One important way to address this problem and successfully increase the role of the
finance function is to free financial staff from manual data-collecting. Such a move would
provide easy access to financial data and minimize manual adjustments to data-management
maintenance functions that currently take up much of their time. Accounting records and other
related processes can be equally as important.
Studies have shown that financial professionals spend 80 percent of their time collecting
and managing data, and only 20 percent studying and analyzing specific trends and opportunities
that could help the business grow (ArkiData Corporation p. 3). Finance is a high-cost function
so it doesn't make much sense to spend large amounts of money to employ data clerks and data
managers.
Some Finance Departments are using desktop productivity tools such as MS-Excel &
Lotus Notes spreadsheets to generate the information required by decision-makers. The problem
with this approach is that it involves manual re-keying of data from general ledger and other
corporate databases. Not only is data integrity compromised, but people also spend most of their
time on what are administrative and clerical tasks, rather than providing value-added analysis of
important financial and non-financial information. Desktop generated spreadsheets also are
inflexible and difficult to manage, particularly if there are major changes to the original data
6
required or if the assumptions used to generate the spreadsheet change.
Most of these
modifications have to be entered manually, which can be very time-consuming and costly.

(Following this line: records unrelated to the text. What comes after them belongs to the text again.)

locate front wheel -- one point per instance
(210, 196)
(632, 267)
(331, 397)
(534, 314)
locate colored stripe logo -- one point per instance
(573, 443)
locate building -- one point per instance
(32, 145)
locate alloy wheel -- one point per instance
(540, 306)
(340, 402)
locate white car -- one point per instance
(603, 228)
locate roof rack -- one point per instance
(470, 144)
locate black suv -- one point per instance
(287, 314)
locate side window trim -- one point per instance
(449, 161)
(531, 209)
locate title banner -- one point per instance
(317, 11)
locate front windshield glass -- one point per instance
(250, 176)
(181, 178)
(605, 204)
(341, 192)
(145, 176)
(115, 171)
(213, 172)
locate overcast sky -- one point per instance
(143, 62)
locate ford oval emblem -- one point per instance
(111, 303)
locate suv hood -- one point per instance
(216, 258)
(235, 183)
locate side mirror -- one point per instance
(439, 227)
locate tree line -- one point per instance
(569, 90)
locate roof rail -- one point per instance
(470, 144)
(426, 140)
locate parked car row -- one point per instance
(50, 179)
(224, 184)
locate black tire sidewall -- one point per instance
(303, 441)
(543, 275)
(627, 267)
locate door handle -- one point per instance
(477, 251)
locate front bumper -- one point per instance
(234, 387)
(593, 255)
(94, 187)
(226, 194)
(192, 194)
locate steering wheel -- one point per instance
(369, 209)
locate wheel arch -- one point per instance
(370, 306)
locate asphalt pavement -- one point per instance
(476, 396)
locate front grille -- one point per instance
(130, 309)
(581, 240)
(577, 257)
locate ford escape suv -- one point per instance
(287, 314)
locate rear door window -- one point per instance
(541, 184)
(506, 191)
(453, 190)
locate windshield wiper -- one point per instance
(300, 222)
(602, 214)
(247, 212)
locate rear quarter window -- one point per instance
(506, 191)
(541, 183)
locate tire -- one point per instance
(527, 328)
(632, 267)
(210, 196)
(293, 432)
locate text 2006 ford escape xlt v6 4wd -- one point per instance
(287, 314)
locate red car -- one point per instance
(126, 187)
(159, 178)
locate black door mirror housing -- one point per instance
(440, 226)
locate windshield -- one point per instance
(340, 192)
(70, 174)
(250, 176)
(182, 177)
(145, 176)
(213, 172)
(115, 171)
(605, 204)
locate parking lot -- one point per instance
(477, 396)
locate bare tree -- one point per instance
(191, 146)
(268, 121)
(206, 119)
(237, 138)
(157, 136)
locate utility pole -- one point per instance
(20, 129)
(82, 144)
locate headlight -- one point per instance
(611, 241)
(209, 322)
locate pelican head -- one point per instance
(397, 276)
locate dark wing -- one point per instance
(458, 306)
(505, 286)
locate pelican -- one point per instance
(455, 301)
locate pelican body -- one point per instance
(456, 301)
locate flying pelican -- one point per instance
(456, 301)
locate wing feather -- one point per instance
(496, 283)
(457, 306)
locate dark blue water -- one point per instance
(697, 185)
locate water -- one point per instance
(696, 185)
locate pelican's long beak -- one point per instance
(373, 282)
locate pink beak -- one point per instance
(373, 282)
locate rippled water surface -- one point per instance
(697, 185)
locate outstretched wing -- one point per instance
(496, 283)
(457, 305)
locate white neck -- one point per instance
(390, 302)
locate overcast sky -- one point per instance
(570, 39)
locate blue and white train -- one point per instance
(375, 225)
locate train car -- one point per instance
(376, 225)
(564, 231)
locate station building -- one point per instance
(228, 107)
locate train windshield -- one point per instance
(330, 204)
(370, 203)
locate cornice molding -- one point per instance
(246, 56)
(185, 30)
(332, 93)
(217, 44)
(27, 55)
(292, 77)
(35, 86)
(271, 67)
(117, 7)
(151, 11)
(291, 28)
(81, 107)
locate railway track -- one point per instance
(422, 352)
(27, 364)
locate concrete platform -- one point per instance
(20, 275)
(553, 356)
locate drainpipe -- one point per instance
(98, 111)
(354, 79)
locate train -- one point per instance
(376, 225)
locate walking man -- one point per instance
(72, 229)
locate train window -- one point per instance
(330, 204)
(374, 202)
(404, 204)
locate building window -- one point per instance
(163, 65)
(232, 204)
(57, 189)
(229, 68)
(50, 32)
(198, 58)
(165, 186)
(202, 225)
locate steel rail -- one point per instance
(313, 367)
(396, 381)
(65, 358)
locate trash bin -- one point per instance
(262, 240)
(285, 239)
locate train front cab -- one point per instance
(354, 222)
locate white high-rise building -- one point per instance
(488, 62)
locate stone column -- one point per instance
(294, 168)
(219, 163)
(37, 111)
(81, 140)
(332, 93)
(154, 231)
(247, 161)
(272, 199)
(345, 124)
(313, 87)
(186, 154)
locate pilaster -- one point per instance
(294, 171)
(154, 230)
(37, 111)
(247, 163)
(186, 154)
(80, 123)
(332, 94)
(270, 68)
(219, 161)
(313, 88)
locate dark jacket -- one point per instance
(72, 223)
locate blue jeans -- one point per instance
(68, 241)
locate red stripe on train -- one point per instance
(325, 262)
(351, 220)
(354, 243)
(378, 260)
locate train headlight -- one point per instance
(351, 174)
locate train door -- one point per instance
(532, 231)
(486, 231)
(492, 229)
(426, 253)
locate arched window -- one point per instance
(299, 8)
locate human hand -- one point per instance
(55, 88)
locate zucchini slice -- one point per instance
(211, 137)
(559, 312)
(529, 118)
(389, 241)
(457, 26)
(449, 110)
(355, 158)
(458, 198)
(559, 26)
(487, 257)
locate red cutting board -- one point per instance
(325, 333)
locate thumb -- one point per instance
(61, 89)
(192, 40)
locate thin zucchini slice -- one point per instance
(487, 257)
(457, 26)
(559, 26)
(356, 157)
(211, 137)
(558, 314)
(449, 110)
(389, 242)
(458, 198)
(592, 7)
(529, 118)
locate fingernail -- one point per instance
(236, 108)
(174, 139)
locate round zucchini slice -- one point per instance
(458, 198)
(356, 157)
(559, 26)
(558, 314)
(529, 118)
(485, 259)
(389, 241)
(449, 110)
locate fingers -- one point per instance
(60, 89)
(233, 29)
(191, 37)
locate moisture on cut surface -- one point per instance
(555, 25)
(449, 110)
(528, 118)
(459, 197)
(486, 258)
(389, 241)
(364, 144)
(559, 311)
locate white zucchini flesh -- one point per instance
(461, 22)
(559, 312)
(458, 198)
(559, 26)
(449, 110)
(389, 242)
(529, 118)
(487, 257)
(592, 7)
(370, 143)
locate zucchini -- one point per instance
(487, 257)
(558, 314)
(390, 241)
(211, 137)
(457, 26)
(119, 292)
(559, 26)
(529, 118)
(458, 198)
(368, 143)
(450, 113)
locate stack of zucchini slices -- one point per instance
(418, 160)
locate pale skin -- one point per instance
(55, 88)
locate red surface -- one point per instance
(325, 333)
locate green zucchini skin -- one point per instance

New enterprise-based technology solutions are overcoming these problems by integrating
financial and other corporate data into a single system or database. These programs enable
companies to maximize their efficiency in transaction processing, and minimize the manual
clerical tasks that historically have taken up so much of a Finance Department's time.
New business support software programs that utilize on-line transaction processing
(OLTP) systems are able to automatically capture and process transactions quickly and
accurately. Companies can manipulate data by time, location, category, and other variables,
depending on their specific corporate requirements.
Data Authenticity
Many software companies have enabled most consumer firms to have a large database
where data is easily retrieved, updated, or evaluated within a short period of time (often within a
few seconds). These activities are crucial when every individual within the organization may be
in need of data. There is no allowance for wrong findings; that is where authenticity of the data
comes into the picture. Imagine that a client’s orders to a computer company is for 5400 PC’s
and the order is recorded as 4500, and that the PC’s would need to be distributed to different
sites within a short time-table; there likely would be significant chaos!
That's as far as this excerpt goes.